This finding is true in general - regardless of the dimension of a function's input - first order derivatives are always zero at the global minima of a function.  This is because minimum values of a function are naturally located at 'valley floors' where a tangent line or hyperplane tangent to the function is perfectly flat, and thus has zero-valued slope(s).

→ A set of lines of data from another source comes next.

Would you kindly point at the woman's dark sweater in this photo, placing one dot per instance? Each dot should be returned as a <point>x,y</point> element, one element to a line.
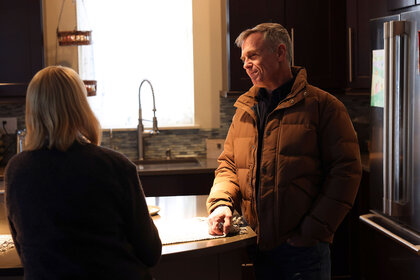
<point>79,214</point>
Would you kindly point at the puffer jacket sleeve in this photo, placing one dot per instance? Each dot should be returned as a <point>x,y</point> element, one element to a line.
<point>341,162</point>
<point>225,190</point>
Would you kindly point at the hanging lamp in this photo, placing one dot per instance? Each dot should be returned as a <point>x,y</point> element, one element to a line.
<point>76,38</point>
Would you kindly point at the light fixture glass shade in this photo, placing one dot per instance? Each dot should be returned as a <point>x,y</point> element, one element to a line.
<point>74,38</point>
<point>90,87</point>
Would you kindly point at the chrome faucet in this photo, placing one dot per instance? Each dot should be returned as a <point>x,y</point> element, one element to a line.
<point>140,127</point>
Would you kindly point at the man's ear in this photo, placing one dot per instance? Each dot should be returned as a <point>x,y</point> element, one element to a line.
<point>281,52</point>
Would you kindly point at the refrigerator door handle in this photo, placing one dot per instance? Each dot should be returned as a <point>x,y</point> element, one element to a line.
<point>292,35</point>
<point>387,143</point>
<point>392,230</point>
<point>394,106</point>
<point>350,56</point>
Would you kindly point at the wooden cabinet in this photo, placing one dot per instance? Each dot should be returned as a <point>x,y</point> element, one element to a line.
<point>21,47</point>
<point>358,47</point>
<point>318,29</point>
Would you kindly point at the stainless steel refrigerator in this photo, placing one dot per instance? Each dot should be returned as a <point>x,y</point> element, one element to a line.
<point>395,121</point>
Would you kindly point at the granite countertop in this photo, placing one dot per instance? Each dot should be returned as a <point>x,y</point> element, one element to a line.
<point>192,206</point>
<point>202,165</point>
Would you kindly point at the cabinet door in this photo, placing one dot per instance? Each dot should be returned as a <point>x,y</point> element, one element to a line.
<point>318,31</point>
<point>21,47</point>
<point>358,48</point>
<point>241,15</point>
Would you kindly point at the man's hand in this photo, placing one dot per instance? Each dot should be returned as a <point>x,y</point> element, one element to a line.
<point>219,220</point>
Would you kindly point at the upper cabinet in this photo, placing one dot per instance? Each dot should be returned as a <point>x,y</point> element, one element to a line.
<point>358,48</point>
<point>317,31</point>
<point>21,47</point>
<point>400,4</point>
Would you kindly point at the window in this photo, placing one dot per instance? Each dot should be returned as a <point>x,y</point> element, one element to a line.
<point>135,40</point>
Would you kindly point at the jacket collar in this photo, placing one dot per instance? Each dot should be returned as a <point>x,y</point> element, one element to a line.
<point>247,100</point>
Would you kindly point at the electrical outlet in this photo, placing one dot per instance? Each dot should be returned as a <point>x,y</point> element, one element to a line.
<point>8,125</point>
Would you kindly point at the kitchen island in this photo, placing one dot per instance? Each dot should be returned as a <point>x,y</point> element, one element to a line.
<point>220,258</point>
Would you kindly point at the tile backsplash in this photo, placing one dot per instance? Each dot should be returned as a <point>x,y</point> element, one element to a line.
<point>182,141</point>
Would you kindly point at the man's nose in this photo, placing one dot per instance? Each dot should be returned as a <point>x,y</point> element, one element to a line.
<point>247,64</point>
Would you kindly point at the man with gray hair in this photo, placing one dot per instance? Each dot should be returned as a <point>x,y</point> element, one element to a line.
<point>291,162</point>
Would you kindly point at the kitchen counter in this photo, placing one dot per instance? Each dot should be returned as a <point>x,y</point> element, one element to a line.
<point>202,165</point>
<point>205,259</point>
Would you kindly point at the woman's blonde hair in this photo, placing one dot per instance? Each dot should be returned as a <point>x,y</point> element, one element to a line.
<point>57,111</point>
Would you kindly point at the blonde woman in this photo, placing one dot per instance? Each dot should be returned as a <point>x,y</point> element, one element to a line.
<point>76,210</point>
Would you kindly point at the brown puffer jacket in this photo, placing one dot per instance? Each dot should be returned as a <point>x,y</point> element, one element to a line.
<point>310,165</point>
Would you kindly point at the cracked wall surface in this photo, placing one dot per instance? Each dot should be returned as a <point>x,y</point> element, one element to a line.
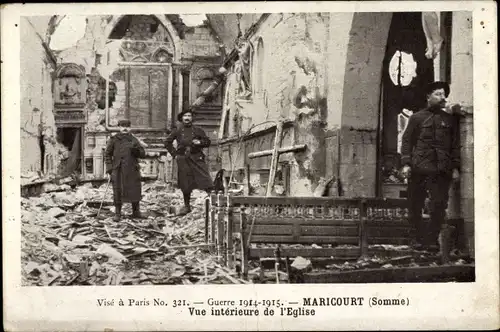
<point>38,134</point>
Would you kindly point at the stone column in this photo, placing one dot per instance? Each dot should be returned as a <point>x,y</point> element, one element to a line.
<point>462,92</point>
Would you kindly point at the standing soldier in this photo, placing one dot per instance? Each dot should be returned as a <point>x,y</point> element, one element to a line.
<point>192,168</point>
<point>431,160</point>
<point>122,154</point>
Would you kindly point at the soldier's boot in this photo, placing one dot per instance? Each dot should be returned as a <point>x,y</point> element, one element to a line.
<point>118,212</point>
<point>445,243</point>
<point>136,211</point>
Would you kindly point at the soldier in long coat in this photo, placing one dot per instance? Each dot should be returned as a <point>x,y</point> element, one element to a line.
<point>192,167</point>
<point>431,159</point>
<point>122,164</point>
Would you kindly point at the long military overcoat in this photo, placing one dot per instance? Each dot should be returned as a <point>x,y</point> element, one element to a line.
<point>431,142</point>
<point>192,167</point>
<point>122,158</point>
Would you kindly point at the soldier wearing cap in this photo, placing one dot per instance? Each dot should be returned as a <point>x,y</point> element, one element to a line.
<point>122,153</point>
<point>192,168</point>
<point>431,159</point>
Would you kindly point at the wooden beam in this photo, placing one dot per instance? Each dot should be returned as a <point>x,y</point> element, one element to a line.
<point>275,158</point>
<point>463,273</point>
<point>264,153</point>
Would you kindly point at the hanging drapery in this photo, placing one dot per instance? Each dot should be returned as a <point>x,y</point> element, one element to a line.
<point>430,24</point>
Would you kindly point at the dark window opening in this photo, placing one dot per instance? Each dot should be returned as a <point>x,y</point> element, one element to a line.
<point>185,90</point>
<point>406,72</point>
<point>89,165</point>
<point>70,137</point>
<point>445,55</point>
<point>125,23</point>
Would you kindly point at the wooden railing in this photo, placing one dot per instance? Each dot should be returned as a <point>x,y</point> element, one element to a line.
<point>342,228</point>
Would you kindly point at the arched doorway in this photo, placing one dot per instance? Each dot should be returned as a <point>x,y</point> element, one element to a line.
<point>139,55</point>
<point>406,71</point>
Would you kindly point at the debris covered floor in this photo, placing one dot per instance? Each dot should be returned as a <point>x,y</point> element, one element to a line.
<point>65,242</point>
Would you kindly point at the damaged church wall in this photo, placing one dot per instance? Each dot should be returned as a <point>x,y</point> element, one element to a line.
<point>38,130</point>
<point>292,79</point>
<point>353,130</point>
<point>461,91</point>
<point>326,79</point>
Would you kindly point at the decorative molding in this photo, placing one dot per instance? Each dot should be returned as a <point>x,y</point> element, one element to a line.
<point>146,51</point>
<point>70,86</point>
<point>70,118</point>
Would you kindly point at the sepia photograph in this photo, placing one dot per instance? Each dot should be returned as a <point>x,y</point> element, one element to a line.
<point>247,148</point>
<point>189,148</point>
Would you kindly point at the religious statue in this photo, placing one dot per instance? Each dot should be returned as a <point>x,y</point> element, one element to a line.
<point>430,24</point>
<point>242,66</point>
<point>403,119</point>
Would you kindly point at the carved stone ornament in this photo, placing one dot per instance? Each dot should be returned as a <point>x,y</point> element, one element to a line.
<point>146,51</point>
<point>70,86</point>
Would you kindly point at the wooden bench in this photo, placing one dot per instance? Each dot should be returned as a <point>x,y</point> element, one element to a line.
<point>356,222</point>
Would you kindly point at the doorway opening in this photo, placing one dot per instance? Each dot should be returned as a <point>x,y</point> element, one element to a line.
<point>406,72</point>
<point>71,162</point>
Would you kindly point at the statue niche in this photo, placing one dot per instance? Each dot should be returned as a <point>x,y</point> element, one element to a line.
<point>70,88</point>
<point>203,80</point>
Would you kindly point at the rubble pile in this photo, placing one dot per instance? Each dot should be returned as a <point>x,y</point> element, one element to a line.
<point>65,242</point>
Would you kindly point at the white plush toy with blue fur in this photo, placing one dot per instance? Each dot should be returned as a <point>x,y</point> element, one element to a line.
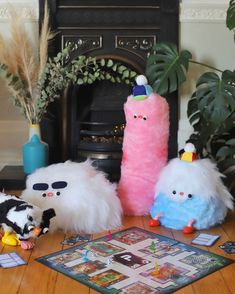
<point>83,199</point>
<point>190,194</point>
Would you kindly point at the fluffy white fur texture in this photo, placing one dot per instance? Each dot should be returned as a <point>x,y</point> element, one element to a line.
<point>200,177</point>
<point>88,203</point>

Because the derivative/gradient at a point gives precisely this slope information, the value of first order derivatives provide a convenient way of finding minimum values of a function $g$. In $N=1$ dimension any point $v$ where 

$$\frac{\mathrm{d}}{\mathrm{d}w}g\left(v\right)=0$$

is a potential minimum. Analogously with general $N$-dimensional input any $N$ dimensional point $\mathbf{v}$ where *every partial derivative of $g$ is zero*

\begin{array}
\
\frac{\partial}{\partial w_{1}}g=0,\\
\frac{\partial}{\partial w_{2}}g=0,\\
\,\,\,\,\,\,\,\,\,\,\vdots \\
\frac{\partial}{\partial w_{N}}g=0.
\end{array}

is a potential minimum.  Notice how this is a system of $N$ equation, which can written more compactly using the gradient - our convenient vectorized listing of these partial derivatives - as 

$$\nabla g\left(\mathbf{v}\right)=\mathbf{0}_{N\times1}$$

This is an extremely useful characterization of minimum points, and is central to the foundational algorithms of mathematical optimization.  However it not perfect - even a cursory check of other simple functions quickly reveals that other types of points have zero derivative(s) as well.  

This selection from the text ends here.